1047, 1049 (7th Cir. 1993) (describing the effect of Rule 12(e) as a forfeiture); but cf. United States v. Mancillas, 183 F.3d 682, 703-04 (7th Cir. 1999); United States v. Krankel, 164 F.3d 1046, 1051-52 (7th Cir. 1998). It is also worth noting that Rule 12(e) itself says that “[f]or good cause, the court may grant relief from the waiver.” This too makes it sound more like what we would normally call forfeiture. Here, there is no indication that Johnson intentionally decided to abandon his Miranda argument, and so we view his argument as forfeited and subject to plain error review. Before we even reach the question of plain error, however, we must consider the antecedent question implicit in the language of Rule 12(e) that we just quoted—namely, whether Johnson has shown good cause for his failure to make a timely motion to suppress on the Miranda ground. See Davenport, 986 F.2d at 1048-49; see also Clarke, 227 F.3d at 880. The good cause requirement is a prerequisite for relief whether he is asking the district court or this court to consider his suppression argument.

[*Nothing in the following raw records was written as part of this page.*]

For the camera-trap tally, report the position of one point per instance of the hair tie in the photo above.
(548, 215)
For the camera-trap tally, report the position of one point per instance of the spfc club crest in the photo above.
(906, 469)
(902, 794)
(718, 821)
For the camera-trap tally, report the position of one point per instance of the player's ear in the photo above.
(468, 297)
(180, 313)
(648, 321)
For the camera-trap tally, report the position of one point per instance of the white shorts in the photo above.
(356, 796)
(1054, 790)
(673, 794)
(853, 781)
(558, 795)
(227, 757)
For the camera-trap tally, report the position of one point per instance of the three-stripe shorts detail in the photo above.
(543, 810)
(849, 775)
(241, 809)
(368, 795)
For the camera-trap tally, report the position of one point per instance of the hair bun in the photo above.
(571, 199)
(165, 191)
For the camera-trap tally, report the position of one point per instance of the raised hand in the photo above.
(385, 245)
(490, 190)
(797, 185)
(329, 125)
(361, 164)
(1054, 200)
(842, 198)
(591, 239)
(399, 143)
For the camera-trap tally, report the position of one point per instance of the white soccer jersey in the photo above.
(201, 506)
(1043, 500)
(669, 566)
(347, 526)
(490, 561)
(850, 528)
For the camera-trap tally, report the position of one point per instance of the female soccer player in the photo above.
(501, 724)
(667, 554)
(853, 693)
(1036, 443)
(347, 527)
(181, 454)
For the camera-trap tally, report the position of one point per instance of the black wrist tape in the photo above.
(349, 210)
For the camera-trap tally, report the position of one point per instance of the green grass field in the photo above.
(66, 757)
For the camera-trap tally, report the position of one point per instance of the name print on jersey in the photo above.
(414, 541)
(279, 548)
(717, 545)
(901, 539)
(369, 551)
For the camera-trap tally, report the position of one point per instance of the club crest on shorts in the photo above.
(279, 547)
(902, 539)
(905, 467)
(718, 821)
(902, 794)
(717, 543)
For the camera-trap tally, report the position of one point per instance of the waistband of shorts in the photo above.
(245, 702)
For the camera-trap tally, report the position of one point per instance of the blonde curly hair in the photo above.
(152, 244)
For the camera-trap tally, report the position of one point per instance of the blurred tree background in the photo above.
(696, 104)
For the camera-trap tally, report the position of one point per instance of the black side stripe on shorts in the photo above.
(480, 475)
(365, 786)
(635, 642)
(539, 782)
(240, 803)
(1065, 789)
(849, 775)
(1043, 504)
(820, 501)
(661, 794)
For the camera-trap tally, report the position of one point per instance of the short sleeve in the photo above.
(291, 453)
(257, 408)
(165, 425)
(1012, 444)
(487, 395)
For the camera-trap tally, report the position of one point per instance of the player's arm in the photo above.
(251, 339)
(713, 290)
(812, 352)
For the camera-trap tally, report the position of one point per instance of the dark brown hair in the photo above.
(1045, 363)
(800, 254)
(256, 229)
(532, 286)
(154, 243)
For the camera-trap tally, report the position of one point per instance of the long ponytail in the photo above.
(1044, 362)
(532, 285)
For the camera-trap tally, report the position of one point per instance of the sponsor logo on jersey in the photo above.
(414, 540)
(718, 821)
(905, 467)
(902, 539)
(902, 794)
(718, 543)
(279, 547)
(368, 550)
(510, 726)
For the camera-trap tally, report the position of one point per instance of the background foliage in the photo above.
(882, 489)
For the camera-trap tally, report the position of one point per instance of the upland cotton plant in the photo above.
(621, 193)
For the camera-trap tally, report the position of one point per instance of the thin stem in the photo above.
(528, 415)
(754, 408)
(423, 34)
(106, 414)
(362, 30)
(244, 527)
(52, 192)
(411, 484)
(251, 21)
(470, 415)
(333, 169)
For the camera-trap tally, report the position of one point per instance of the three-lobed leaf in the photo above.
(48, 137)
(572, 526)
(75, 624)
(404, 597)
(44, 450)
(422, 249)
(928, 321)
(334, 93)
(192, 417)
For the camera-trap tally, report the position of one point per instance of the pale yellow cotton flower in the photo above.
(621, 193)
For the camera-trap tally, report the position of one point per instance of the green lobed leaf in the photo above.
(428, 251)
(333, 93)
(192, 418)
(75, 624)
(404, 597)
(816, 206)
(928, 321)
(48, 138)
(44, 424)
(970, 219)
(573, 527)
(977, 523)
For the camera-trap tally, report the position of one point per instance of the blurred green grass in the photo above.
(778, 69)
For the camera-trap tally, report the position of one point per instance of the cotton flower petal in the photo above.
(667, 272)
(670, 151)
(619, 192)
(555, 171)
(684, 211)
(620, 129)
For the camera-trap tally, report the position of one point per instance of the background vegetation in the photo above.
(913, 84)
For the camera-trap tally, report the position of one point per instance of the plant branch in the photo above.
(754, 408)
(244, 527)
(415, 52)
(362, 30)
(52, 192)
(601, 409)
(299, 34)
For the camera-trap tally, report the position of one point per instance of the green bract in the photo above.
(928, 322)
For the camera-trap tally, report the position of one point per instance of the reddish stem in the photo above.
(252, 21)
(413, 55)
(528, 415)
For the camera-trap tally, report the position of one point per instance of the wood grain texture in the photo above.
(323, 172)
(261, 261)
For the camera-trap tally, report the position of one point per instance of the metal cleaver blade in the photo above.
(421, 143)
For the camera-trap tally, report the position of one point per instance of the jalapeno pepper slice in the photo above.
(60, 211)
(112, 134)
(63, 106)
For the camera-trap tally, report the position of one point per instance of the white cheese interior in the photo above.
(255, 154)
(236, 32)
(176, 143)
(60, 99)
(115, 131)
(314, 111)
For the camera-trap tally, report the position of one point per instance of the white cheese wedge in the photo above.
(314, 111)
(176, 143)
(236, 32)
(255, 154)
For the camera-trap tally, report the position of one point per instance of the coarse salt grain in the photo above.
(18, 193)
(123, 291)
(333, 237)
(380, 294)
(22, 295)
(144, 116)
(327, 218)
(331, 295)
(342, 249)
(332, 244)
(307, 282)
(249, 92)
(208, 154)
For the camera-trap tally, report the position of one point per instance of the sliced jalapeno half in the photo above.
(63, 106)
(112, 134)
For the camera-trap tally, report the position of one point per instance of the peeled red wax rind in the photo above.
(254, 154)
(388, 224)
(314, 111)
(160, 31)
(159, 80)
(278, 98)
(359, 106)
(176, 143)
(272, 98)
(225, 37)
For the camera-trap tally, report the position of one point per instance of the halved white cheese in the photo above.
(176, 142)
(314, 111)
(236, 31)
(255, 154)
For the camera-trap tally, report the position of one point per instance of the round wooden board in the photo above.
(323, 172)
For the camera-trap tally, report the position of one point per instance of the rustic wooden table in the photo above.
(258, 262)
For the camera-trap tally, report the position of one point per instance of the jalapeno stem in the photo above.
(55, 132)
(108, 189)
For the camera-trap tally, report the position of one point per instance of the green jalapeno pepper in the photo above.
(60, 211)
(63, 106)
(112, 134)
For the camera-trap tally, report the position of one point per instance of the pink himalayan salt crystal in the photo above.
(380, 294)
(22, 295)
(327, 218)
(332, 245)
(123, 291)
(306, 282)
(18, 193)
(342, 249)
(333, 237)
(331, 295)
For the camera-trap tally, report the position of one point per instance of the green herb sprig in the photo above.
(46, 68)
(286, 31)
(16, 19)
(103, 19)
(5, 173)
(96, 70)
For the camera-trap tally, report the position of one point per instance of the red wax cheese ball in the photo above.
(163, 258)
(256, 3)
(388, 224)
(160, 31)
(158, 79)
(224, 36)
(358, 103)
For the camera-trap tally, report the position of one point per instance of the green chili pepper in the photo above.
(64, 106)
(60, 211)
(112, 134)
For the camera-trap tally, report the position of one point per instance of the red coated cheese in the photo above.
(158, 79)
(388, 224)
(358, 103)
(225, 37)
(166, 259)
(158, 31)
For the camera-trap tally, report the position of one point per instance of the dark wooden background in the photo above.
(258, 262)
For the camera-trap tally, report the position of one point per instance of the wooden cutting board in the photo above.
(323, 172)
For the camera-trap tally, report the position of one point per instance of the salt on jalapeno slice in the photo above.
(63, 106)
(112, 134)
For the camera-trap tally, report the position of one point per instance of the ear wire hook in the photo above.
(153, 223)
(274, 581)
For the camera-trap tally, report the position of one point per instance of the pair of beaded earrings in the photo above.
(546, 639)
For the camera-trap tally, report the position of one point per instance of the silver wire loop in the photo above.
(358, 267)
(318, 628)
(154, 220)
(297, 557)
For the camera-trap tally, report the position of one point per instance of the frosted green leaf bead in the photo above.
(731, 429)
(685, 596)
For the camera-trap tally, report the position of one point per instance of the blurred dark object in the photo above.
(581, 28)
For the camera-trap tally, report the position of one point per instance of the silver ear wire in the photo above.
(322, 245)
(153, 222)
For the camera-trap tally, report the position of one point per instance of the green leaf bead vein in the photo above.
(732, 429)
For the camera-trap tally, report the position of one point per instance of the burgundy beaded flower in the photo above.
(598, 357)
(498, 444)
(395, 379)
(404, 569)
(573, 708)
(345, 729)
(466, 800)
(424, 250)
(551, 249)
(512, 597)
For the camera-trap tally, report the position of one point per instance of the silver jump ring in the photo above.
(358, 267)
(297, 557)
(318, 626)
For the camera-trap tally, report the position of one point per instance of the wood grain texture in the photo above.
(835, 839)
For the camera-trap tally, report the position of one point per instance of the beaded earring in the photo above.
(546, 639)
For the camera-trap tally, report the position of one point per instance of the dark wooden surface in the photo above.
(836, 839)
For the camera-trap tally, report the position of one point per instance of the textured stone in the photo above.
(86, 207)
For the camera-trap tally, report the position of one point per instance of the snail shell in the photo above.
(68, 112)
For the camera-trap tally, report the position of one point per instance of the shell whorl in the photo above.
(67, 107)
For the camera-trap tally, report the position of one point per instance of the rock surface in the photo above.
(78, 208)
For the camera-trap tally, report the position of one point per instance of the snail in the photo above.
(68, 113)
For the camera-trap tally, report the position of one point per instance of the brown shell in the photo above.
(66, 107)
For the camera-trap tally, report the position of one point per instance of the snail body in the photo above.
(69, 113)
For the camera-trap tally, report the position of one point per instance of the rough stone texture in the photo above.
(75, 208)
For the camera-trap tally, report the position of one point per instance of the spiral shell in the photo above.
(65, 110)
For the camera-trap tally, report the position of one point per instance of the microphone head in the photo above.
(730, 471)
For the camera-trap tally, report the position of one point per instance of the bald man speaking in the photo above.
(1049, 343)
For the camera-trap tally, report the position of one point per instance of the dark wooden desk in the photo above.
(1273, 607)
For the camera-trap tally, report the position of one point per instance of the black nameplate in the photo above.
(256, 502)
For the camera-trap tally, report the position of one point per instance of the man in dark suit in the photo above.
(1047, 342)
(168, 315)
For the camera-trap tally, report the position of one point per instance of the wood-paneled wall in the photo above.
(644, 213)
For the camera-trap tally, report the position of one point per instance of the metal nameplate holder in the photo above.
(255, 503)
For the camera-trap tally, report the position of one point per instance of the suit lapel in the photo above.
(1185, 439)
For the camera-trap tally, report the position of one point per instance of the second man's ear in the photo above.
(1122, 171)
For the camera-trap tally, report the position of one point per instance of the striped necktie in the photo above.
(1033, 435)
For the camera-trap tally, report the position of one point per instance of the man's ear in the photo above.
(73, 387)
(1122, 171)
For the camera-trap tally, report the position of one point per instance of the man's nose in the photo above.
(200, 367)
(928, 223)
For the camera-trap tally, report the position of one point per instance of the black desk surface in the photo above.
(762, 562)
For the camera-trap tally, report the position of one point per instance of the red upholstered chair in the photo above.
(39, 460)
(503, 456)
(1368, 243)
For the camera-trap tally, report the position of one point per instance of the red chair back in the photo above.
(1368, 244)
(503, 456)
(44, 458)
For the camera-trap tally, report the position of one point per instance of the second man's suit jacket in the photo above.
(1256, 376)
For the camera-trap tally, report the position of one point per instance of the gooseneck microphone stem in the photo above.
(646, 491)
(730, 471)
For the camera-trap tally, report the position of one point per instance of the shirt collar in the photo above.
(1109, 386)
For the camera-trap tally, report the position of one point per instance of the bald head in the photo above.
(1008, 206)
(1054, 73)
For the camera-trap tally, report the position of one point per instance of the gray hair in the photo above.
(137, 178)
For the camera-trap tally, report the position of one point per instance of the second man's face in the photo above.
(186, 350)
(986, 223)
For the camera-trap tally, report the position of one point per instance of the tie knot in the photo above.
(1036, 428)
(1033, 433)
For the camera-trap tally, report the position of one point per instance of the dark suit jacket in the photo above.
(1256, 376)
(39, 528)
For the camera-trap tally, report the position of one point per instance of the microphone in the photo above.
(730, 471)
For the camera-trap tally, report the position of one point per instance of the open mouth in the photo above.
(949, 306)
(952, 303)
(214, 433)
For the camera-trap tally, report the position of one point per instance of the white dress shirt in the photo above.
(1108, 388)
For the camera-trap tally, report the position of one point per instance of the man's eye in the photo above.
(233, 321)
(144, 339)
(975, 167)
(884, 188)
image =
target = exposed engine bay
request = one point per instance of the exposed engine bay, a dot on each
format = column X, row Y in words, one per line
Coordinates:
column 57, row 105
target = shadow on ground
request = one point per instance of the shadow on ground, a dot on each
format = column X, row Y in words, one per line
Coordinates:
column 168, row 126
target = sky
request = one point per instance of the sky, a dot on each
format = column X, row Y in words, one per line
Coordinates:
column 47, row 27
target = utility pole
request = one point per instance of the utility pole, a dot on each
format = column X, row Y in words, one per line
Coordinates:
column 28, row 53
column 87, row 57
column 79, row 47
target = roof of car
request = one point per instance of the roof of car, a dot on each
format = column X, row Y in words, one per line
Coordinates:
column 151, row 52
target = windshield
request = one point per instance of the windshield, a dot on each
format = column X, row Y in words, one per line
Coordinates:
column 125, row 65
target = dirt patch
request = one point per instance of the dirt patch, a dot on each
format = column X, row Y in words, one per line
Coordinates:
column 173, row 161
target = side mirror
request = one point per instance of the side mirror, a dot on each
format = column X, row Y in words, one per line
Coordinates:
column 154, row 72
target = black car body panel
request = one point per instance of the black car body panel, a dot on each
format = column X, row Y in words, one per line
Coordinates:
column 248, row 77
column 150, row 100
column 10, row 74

If he can meet the “more exacting” standard of demonstrating “cause” for his failure to seek suppression earlier, we can then consider whether the lack of suppression was an error that is plain and that affected his substantial rights and seriously undermined the integrity of the judicial proceeding, see Paladino, 401 F.3d at 481. In this case, Johnson has not even suggested that he has cause for his failure to seek suppression of his statements in the district court. He filed a timely motion to suppress the physical evidence that resulted from the same encoun- ter with the police that yielded the statements he wants to suppress now. Johnson never asked the district court in that motion or at any other time to suppress his statements, and he has offered no reason for waiting until appeal to do so. We could therefore reject his Miranda argument on that ground alone. No. 03-4322 5

Even if Johnson could demonstrate good cause, he could not satisfy all of the requirements of plain error review. Demonstrating error would, perhaps, be the easiest hurdle.